Nelson Mattos, a distinguished engineer and director of information integration at IBM’s Silicon Valley Labs, said that the customer pain point Xperanto is aimed at is how to tie together all the systems in an organization.
“Xperanto is the technology that allows customers to integrate all their systems,” Mattos said.
Mattos continued that Xperanto will be the materialization of IBM’s work on a number of Web services-related standards, including XQuery, XML Schema, UDDI (Universal Description, Discovery, and Integration), SOAP (Simple Object Access Protocol), WSDL (Web Services Description Language) and WSFL (Web Services Flow Language).
The end goal of IBM’s integration strategy is to be able to combine structured and unstructured data, thereby enabling access to a broader array of data sets within an organization, such as Office files.
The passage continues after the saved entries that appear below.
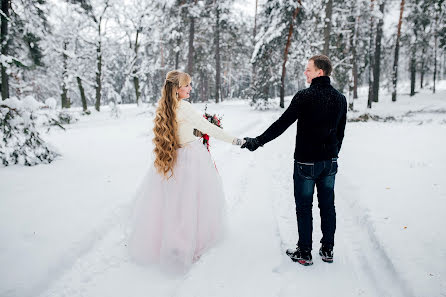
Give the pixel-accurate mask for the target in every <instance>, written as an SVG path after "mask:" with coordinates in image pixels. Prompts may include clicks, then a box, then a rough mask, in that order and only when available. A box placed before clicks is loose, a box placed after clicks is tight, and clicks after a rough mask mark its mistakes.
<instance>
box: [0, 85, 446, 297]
mask: <svg viewBox="0 0 446 297" xmlns="http://www.w3.org/2000/svg"><path fill="white" fill-rule="evenodd" d="M439 88H440V90H439V91H438V93H437V94H435V95H431V94H430V92H427V91H426V92H422V93H420V94H417V95H416V96H414V97H409V96H407V95H401V96H400V97H399V98H398V102H396V103H392V102H390V98H389V96H387V95H384V96H382V98H381V102H379V103H375V104H374V106H373V109H372V110H371V113H373V114H376V115H379V116H380V117H386V116H394V117H395V120H391V121H387V122H376V121H369V122H349V123H348V124H347V128H346V136H345V141H344V144H343V148H342V151H341V155H340V160H339V173H338V175H337V182H336V183H337V184H336V210H337V219H338V223H337V224H338V225H337V231H336V246H335V262H334V263H333V264H327V263H324V262H322V261H321V260H320V259H319V257H318V255H317V250H318V248H319V243H318V242H319V240H320V237H321V232H320V229H319V226H320V225H319V223H320V220H319V213H318V208H317V201H315V203H314V230H315V232H314V245H313V249H314V250H313V258H314V262H315V263H314V265H313V266H310V267H304V266H301V265H298V264H296V263H293V262H291V261H290V259H289V258H288V257H287V256H286V255H285V253H284V251H285V249H286V248H289V247H292V246H293V245H294V244H295V242H296V240H297V227H296V220H295V212H294V198H293V185H292V170H293V150H294V137H295V124H294V125H293V126H292V127H290V128H289V129H288V130H287V131H286V132H285V133H284V134H283V135H282V136H280V137H279V138H277V139H276V140H275V141H273V142H271V143H269V144H267V145H265V146H264V147H263V148H260V149H259V150H257V151H256V152H253V153H251V152H249V151H247V150H240V149H238V148H236V147H233V146H231V145H227V144H225V143H223V142H219V141H217V140H213V139H212V140H211V152H212V155H213V157H214V159H215V161H216V163H217V166H218V169H219V172H220V174H221V176H222V179H223V183H224V187H225V192H226V198H227V216H228V221H229V224H228V232H227V235H226V238H225V240H224V241H223V242H222V243H221V244H220V245H218V246H216V247H215V248H213V249H212V250H210V251H209V253H208V254H206V255H205V256H203V257H202V258H201V259H200V260H199V261H198V262H197V263H196V264H195V265H194V266H193V268H192V269H191V270H190V271H189V272H188V273H187V274H186V275H184V276H182V277H177V278H170V277H168V276H166V275H163V274H161V273H159V272H158V271H156V270H153V269H151V268H147V267H140V266H137V265H135V264H133V263H132V262H131V261H130V260H129V258H128V255H127V250H126V242H125V229H126V227H127V226H126V224H127V214H128V210H129V209H130V208H131V205H132V197H133V193H134V191H135V189H136V188H137V186H138V184H139V182H140V181H141V178H142V177H143V175H144V173H145V172H146V170H147V168H148V167H149V166H151V160H152V155H151V151H152V148H153V145H152V143H151V137H152V132H151V129H152V114H151V113H150V112H149V111H148V110H146V109H144V110H142V109H138V108H137V107H136V106H123V107H121V108H122V116H121V117H120V118H119V119H114V118H112V117H111V116H110V114H109V112H108V111H107V108H104V111H103V112H101V113H93V115H91V116H88V117H82V118H81V120H80V122H78V123H76V124H73V125H70V126H67V128H68V129H67V131H61V130H53V131H52V132H51V133H50V134H48V135H46V136H45V138H46V139H48V140H49V141H50V142H51V143H52V144H53V145H55V146H56V147H57V148H58V149H59V151H60V152H61V153H62V155H63V156H62V157H60V158H58V159H57V160H56V161H55V162H53V163H52V164H49V165H39V166H35V167H22V166H11V167H6V168H0V196H1V198H0V296H1V297H13V296H14V297H15V296H33V297H35V296H41V297H47V296H48V297H49V296H54V297H61V296H72V297H74V296H76V297H77V296H95V297H97V296H109V297H112V296H135V297H136V296H156V297H162V296H178V297H179V296H181V297H183V296H197V297H198V296H203V297H204V296H206V297H208V296H222V297H223V296H224V297H233V296H234V297H235V296H265V297H272V296H284V297H285V296H293V297H294V296H379V297H381V296H401V297H402V296H404V297H406V296H417V297H418V296H419V297H435V296H446V232H445V229H444V214H445V213H446V154H444V150H445V149H444V148H445V146H446V90H445V89H446V85H445V82H442V84H440V86H439ZM289 99H290V98H288V100H289ZM195 106H196V108H197V109H201V110H204V104H196V105H195ZM355 109H357V111H356V112H353V113H350V114H349V118H350V119H354V118H357V117H358V116H359V115H361V114H363V113H364V112H367V110H366V109H365V97H364V96H362V97H361V98H360V99H359V100H357V101H355ZM208 110H209V111H210V112H216V113H219V114H223V115H224V119H223V125H224V127H225V129H226V130H227V131H230V132H231V133H233V134H234V135H237V136H240V137H243V136H257V135H259V134H260V133H261V132H263V131H264V129H265V128H267V127H268V126H269V124H271V123H272V122H273V121H274V120H275V119H277V118H278V116H279V115H280V114H281V113H282V111H283V110H280V109H275V110H270V111H253V110H252V109H251V108H250V107H249V106H248V105H247V104H246V103H245V102H243V101H226V102H223V103H221V104H219V105H215V104H209V105H208Z"/></svg>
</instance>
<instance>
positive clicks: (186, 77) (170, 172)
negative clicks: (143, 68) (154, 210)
mask: <svg viewBox="0 0 446 297" xmlns="http://www.w3.org/2000/svg"><path fill="white" fill-rule="evenodd" d="M190 81H191V78H190V76H189V74H187V73H185V72H181V71H178V70H173V71H169V72H168V73H167V75H166V80H165V81H164V85H163V88H162V90H161V98H160V99H159V101H158V107H157V109H156V116H155V120H154V128H153V134H154V138H153V143H154V145H155V149H154V150H153V151H154V153H155V161H154V164H155V168H156V170H157V172H158V173H159V174H161V175H163V176H164V177H165V178H167V179H169V178H170V177H171V176H172V175H173V168H174V166H175V164H176V161H177V149H178V148H180V144H179V140H178V123H177V120H176V113H177V106H178V103H179V99H178V89H179V88H181V87H183V86H186V85H188V84H189V83H190Z"/></svg>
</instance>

So organizations would be able to access the content in the Word files that reside on individual employees desktop systems.
Both Microsoft and Oracle said they are working to enhance XML support in the database as well as toward the same goal of providing users more insight into all of the intelligence within an organization.
“The ability to search against XML data is going to be key,” said Peter Urban, an analyst at AMR Research in Boston.
Useful information also can be found in historically unorthodox data mining locales. Perna pointed to audio files with recorded conversations between customer service representatives and prospective customers as an example of data sources that potentially can be mined to glean nuggets of gold.
“The XML approach will provide the lingua franca for getting at various types of data; it is providing a sort of structure for unstructured data,” said Henry Morris, an analyst at Framingham, Mass.-based IDC. “The question is how much of this unstructured data is going to be in XML. It will be a small part relative to the total amount of unstructured data that is in a company.”
Within IBM’s strategy, DB2 handles structured data, OLTP (Online Transaction Processing), BI (business intelligence), and Web applications, while the Content Manager software takes care of unstructured information, such as rich media and flat files.
Perna said that the widespread adoption of XML has made the idea of combining structured and unstructured data come alive.
“Will the native XML database support replace the relational database? The answer is no,” Perna said. She added, however, that XML will work for certain applications. “Think of this as an application of the database,” she said.
IBM plans to post a pre-beta version of Xperanto technology to its developer Web site in the first half of next year, and the technology will be finalized toward the end of next year.
Perna said that IBM has yet to decide how Xperanto will be sold, but the options Big Blue is considering include a standalone product, or pulled into either WebSphere or DB2.